Weihnachten
Wie Ochs und Esel in die Krippe einzogen
Zu Weihnachten dürfen sie in keiner Krippe fehlen: Ochs und Esel neben dem Jesuskind. Ein Blick in die Weihnachtsgeschichte nach Lukas zeigt, dass sie dort gar nicht vorkommen.
Von Marieke Lohse
Friedlich ruhen Ochs und Esel im Stall von Bethlehem neben der Krippe. Auch bei privaten Krippen, die in der Weihnachtszeit in vielen Haushalten stehen, sind sie Teil der Figuren-Szenerie. Doch in der bekannten Weihnachtsgeschichte nach Lukas kommen sie gar nicht vor. Nicht einmal von einem Stall ist die Rede, geschweige denn von Tieren, die sich um das Jesuskind versammeln. Der Evangelist spricht lediglich von einer Krippe in einer Herberge. Als Besucher kommen die Hirten vom Feld, die sich nach der Ansage eines Engels auf den Weg nach Bethlehem machen. Wer Ochs und Esel finden will, muss im Alten Testament blättern.
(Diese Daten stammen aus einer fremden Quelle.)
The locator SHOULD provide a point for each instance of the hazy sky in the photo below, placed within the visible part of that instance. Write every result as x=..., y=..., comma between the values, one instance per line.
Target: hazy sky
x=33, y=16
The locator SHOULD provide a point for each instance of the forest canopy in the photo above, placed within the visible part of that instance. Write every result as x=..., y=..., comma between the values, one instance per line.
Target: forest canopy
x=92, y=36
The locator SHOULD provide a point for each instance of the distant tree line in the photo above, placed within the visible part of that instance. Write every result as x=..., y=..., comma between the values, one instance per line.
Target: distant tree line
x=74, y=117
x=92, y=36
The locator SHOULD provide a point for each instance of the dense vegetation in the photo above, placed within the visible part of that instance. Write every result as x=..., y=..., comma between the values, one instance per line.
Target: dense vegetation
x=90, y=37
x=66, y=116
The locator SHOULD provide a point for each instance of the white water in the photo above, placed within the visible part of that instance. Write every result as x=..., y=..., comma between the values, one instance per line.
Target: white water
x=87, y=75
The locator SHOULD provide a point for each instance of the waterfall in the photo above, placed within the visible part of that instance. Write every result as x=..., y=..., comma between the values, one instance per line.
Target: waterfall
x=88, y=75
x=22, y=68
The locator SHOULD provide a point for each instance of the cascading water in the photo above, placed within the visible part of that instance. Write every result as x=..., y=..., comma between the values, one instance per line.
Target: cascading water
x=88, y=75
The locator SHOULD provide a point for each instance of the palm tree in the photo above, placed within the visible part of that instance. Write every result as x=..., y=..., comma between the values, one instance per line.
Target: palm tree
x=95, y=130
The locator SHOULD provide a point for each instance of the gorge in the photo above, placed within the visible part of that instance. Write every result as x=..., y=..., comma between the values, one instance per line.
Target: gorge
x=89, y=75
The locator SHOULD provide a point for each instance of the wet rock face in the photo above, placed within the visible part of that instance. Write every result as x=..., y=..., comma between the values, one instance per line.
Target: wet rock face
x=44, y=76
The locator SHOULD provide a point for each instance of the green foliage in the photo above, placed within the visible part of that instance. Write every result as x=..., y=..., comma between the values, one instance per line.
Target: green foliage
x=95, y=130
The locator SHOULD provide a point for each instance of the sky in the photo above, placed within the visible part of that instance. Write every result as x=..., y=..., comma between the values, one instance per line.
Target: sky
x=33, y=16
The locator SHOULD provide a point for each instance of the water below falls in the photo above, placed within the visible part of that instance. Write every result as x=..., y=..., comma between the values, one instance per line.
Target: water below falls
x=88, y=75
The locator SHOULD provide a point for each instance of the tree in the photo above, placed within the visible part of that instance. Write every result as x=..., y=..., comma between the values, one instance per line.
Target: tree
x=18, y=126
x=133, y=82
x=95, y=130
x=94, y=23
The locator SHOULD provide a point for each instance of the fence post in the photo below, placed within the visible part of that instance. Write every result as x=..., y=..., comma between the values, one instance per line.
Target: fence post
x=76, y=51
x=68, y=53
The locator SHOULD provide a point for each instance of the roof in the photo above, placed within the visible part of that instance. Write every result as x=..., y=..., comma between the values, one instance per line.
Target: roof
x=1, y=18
Der Prophet Jesaja kündigte bereits 700 Jahre vor der Geburt Jesu dem Volk Israel einen Herrscher an, der Frieden bringen soll. In der Zeit des Propheten herrschten Unruhen im Land, die Menschen konnten sich nicht auf ihre Könige verlassen. Jesaja war damals so etwas wie ein Orakel. Seine Aufgabe war es, den Menschen Mut zu zureden. Er verkündete einen König, der Frieden bringen und ewig herrschen soll. Er sprach dabei von der Geburt eines Sohnes, der Großes vorhat: Nicht mit militärischer Macht, sondern mit Weisheit und geistlicher Stärke soll er Frieden für das Volk Israel bringen.
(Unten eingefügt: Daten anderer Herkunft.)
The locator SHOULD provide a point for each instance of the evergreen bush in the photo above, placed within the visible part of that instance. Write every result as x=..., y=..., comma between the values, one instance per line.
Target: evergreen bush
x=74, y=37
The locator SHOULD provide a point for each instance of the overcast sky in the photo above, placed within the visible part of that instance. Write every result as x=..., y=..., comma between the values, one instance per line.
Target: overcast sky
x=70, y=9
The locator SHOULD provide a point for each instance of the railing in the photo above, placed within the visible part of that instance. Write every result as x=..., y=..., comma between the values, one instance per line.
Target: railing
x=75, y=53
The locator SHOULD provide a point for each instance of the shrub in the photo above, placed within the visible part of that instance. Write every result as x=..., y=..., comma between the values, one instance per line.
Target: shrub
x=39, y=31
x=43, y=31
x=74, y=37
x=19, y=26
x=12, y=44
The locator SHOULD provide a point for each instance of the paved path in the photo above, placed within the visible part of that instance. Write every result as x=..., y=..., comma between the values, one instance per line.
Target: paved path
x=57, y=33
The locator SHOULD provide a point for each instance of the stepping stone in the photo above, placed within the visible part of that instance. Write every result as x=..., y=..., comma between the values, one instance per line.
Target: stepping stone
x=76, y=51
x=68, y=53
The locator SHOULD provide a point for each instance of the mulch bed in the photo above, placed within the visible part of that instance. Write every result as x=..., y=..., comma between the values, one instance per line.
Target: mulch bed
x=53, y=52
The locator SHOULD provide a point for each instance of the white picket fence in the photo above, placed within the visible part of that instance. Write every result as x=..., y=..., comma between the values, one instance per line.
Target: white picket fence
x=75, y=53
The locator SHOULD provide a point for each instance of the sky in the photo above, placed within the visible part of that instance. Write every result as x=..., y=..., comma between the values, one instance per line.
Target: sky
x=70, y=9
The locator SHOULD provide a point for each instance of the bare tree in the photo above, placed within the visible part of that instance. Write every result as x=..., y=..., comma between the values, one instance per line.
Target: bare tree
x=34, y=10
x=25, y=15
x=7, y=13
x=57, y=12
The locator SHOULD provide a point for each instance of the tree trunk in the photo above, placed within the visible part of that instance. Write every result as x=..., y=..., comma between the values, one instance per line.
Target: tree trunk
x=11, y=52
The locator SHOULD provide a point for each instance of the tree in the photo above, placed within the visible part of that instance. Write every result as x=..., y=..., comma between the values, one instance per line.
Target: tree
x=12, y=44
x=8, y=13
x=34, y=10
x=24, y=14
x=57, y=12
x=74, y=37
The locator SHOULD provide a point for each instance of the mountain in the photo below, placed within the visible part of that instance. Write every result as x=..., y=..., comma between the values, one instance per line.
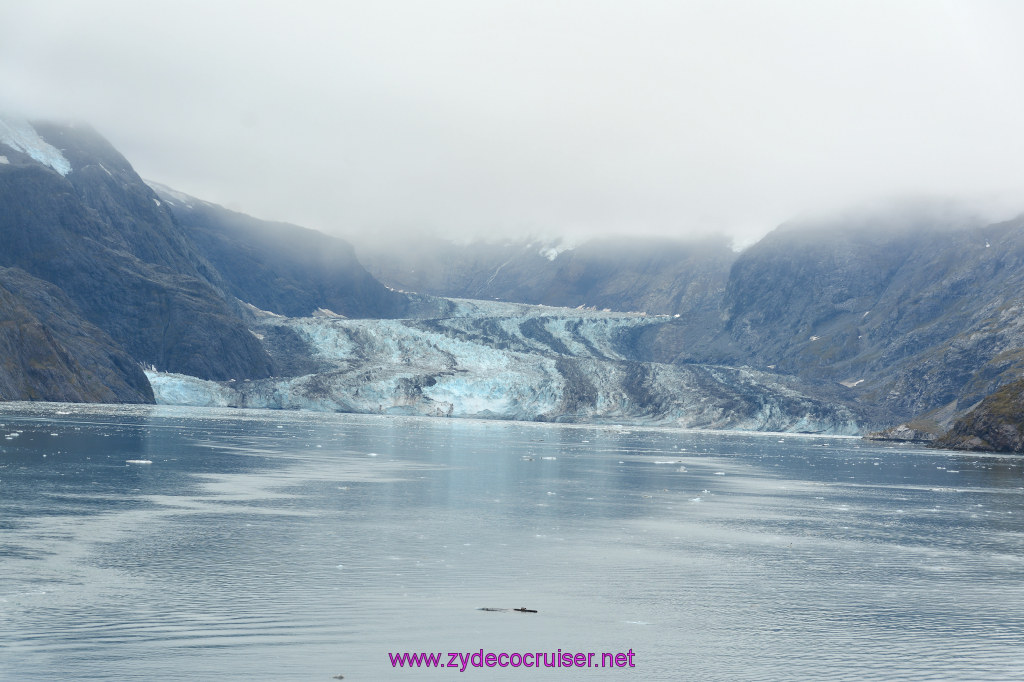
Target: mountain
x=156, y=282
x=995, y=424
x=499, y=360
x=281, y=267
x=906, y=318
x=651, y=274
x=910, y=320
x=906, y=311
x=50, y=352
x=89, y=225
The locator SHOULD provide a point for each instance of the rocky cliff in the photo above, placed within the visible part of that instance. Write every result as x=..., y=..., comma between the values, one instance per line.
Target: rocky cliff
x=103, y=238
x=49, y=352
x=996, y=424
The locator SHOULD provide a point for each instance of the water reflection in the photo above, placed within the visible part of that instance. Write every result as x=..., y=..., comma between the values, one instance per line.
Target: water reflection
x=295, y=546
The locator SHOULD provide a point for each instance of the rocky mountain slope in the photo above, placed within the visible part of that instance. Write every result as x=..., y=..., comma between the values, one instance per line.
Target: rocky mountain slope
x=101, y=236
x=159, y=283
x=281, y=267
x=870, y=318
x=996, y=424
x=49, y=352
x=905, y=311
x=655, y=275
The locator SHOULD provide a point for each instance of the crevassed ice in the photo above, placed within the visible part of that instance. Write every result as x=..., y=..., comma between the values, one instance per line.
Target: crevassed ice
x=19, y=135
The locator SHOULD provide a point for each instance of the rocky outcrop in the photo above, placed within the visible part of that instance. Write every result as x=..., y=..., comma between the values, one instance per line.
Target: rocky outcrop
x=102, y=237
x=996, y=424
x=281, y=267
x=49, y=352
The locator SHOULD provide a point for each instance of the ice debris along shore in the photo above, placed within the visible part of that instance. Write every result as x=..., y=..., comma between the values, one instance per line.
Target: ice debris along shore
x=498, y=360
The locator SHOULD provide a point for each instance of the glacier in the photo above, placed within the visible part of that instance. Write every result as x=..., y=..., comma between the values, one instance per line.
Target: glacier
x=505, y=360
x=20, y=136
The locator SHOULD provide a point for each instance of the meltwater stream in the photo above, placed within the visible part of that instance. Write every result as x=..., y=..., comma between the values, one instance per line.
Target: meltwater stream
x=140, y=543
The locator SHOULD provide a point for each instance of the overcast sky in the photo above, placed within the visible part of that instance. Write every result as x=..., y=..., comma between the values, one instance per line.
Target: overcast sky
x=548, y=117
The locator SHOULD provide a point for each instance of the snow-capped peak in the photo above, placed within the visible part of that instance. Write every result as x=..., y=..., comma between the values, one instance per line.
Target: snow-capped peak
x=19, y=135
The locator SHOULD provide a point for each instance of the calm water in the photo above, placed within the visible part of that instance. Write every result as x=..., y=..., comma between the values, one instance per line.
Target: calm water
x=285, y=546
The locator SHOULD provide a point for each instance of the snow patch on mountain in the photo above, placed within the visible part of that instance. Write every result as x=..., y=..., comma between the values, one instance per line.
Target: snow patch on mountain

Auch Ochs und Esel spielten für Jesaja eine Rolle. Sie sind es, die den neuen Herrn erkennen, sagt der Prophet: «Ein Ochse kennt seinen Herrn und ein Esel die Krippe seines Herrn.» Vermutlich hat Jesaja damit Gott gemeint, den das Volk Israel noch nicht erkennt. Seine Botschaft lautet: Der Messias muss noch kommen. Nach christlicher Auffassung ist das dann durch die Geburt Jesu geschehen. Dass Ochs und Esel aber schon bei der Geburt dabei sind, hat auch Jesaja nicht vorhergesagt.
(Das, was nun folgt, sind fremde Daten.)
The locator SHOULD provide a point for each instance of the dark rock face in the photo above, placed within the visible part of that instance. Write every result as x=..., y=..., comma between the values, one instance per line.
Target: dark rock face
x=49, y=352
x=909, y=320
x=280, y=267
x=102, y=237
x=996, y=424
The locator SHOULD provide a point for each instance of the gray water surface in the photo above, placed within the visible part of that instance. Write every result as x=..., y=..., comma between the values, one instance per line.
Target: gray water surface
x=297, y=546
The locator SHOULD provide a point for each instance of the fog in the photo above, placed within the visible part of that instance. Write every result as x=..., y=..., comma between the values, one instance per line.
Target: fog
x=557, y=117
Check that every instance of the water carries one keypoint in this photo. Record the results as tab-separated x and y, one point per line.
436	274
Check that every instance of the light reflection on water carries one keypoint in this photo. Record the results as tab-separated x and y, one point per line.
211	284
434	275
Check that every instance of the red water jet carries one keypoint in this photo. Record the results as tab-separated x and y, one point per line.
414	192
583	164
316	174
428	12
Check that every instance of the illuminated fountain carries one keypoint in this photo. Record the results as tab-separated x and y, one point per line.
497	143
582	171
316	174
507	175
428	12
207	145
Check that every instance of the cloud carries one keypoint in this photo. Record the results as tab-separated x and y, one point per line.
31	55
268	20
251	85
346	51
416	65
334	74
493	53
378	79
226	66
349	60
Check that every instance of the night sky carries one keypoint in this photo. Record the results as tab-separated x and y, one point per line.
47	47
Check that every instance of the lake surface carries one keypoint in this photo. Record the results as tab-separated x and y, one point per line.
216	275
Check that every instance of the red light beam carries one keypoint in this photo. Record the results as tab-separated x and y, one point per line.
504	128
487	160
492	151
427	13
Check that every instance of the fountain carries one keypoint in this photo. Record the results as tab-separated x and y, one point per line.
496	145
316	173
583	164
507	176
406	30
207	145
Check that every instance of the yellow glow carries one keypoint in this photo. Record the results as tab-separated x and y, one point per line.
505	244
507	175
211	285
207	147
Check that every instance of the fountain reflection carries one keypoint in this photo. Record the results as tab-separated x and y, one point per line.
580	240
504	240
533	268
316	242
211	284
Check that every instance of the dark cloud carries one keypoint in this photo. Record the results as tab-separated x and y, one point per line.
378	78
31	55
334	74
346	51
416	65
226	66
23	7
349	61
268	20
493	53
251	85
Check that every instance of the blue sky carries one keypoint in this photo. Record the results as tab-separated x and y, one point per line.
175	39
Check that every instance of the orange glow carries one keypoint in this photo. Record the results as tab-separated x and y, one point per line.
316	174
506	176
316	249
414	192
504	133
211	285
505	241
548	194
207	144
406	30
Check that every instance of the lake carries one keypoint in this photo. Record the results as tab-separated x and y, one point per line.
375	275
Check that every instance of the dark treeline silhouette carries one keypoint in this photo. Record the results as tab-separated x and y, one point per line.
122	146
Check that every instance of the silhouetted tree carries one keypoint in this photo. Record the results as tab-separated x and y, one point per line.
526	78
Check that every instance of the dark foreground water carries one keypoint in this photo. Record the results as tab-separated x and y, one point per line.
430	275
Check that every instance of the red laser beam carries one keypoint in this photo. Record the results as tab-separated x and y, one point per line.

Auch der Prophet Sacharja kündigte etwa 500 Jahre vor Christi Geburt einen neuen König an. Bei ihm spielt der Esel dabei eine wesentliche Rolle. Denn die Menschen werden diesen König erkennen, wenn er auf einem Esel in Jerusalem einreitet. Genau so tat es Jesus an Palmsonntag kurz vor seinem Tod. Daher dachten sich frühe Christen: Wenn der Esel da eine wichtige Rolle spielt, dann muss er das bei der Geburt auch.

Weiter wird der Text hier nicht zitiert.